Tutorial 2 - The Basics in R

Introduction

Make sure you have access to or have installed R and RStudio prior to beginning this tutorial. There are details on how to do this correctly in tutorial 1. If following along on your own version of RStudio, this would be the time to open up a new script (and/or project) file, and save it in a logical place.

What are functions?

In tutorial 1, there were vague mentions of functions without any real explanation as to what they are. A function is a set of instructions for transforming a set of inputs into a set of outputs. The inputs are called ‘arguments’, and they can be anything (e.g., numbers, letters, files). The outputs are called ‘results’ or ‘values’, and these can also be anything (e.g., numbers, files, plots). Functions are typically used to store lengthy operations within a computer program, which have to be repeated several times on different input values.

In tutorial 1, you also learned about packages like dplyr. These are essentially containers for a series of functions. In R, there are a few packages which are loaded by default that contain the base functionality of the programming language. We will talk about some of those functions here.

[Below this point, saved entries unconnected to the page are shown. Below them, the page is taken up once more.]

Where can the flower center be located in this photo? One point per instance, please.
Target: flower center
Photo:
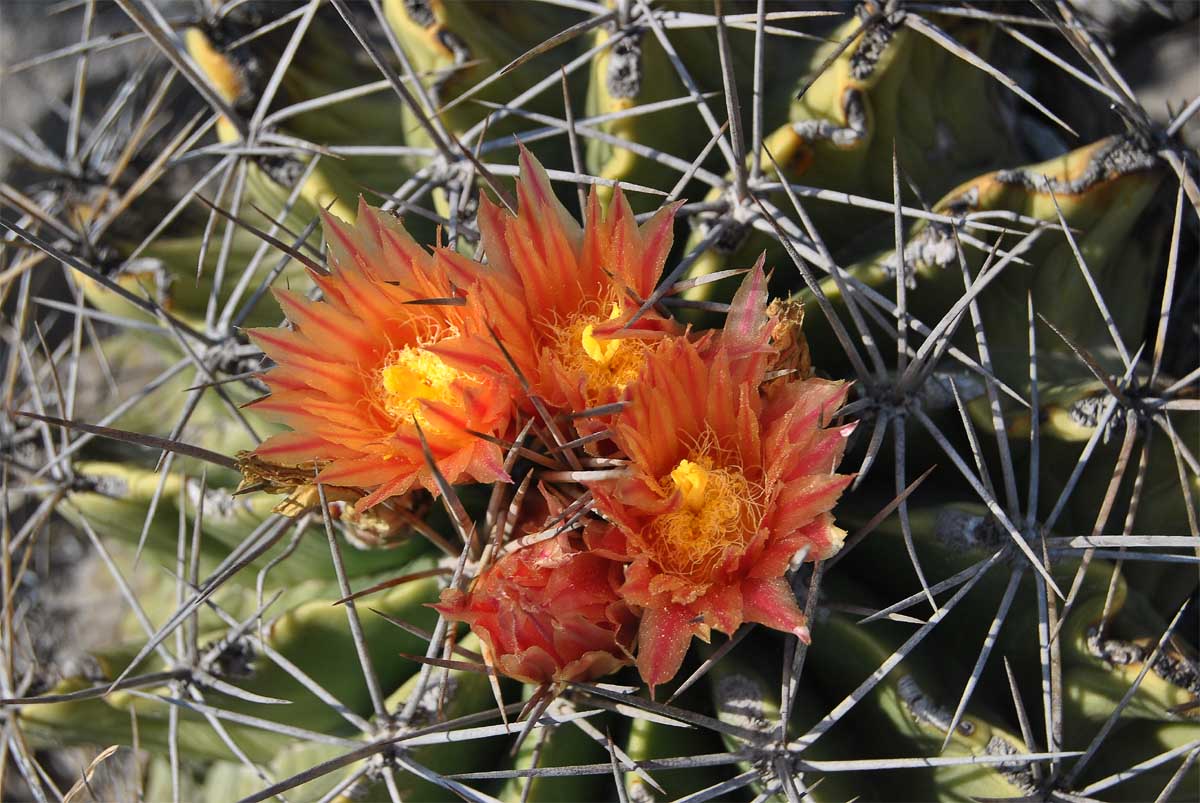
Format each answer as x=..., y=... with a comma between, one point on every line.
x=411, y=376
x=719, y=513
x=610, y=363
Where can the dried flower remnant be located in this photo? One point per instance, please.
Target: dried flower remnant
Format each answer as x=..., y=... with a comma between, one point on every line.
x=561, y=298
x=732, y=478
x=364, y=366
x=547, y=615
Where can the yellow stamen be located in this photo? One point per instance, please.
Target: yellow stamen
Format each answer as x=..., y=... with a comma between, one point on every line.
x=690, y=480
x=611, y=363
x=413, y=375
x=720, y=510
x=600, y=351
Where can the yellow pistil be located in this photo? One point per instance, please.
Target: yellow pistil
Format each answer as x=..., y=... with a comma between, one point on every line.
x=612, y=363
x=411, y=376
x=600, y=352
x=719, y=511
x=690, y=479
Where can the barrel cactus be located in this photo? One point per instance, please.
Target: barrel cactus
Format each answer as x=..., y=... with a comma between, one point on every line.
x=628, y=400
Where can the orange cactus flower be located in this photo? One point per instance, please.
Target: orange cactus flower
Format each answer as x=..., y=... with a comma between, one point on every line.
x=363, y=367
x=547, y=615
x=732, y=477
x=559, y=297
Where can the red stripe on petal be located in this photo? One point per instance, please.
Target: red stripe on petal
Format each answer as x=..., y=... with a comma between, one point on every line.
x=773, y=604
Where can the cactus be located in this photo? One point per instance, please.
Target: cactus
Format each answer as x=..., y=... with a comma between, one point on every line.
x=603, y=540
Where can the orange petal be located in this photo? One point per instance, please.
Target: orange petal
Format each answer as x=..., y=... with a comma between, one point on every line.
x=773, y=604
x=663, y=641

Creating Simple Vectors in R

In order to do just about anything in R (aside from general arithmetic), you need some data to work with. We can create something called a vector, which is a collection of, in this case, things (numbers or strings of characters), using the c() function. The c here is may not seem incredibly informative but it stands for concatenate; to link things together in a chain.

Let’s have a go.

# try running these lines first 
c(1, 2, 3, 6)

c("elephant", "fish", "lion")

# try and make your own vector of numbers 

# the your own vector of strings 

# what happens if you combine vectors and strings?

These lines of code, if run in RStudio would run in the console but the outputs would not save anywhere. If you wish to access vector for use later on, you can assign them a name using the assignment arrow, <-, and they will be stored in your R session environment (in the Environment pane in RStudio).

Let’s practice assign object names here first.

# let's use our numerical vector from earlier 
vec1 <- c(1, 2, 3, 6)

You may notice that when this is run, there is no output… This is because to view the output, you need to tell R that is what you want to do. For smaller objects, like this vector, you simply need to run the name of the object you want to see. This draws the object from your environment, and prints it the console for you. We will look at how to deal with larger objects in a later tutorial.

vec1 <- c(1, 2, 3, 6)
vec1

It’s your turn!

Try assigning our vector of strings a name, along with any vectors you created, and then print these by calling the name.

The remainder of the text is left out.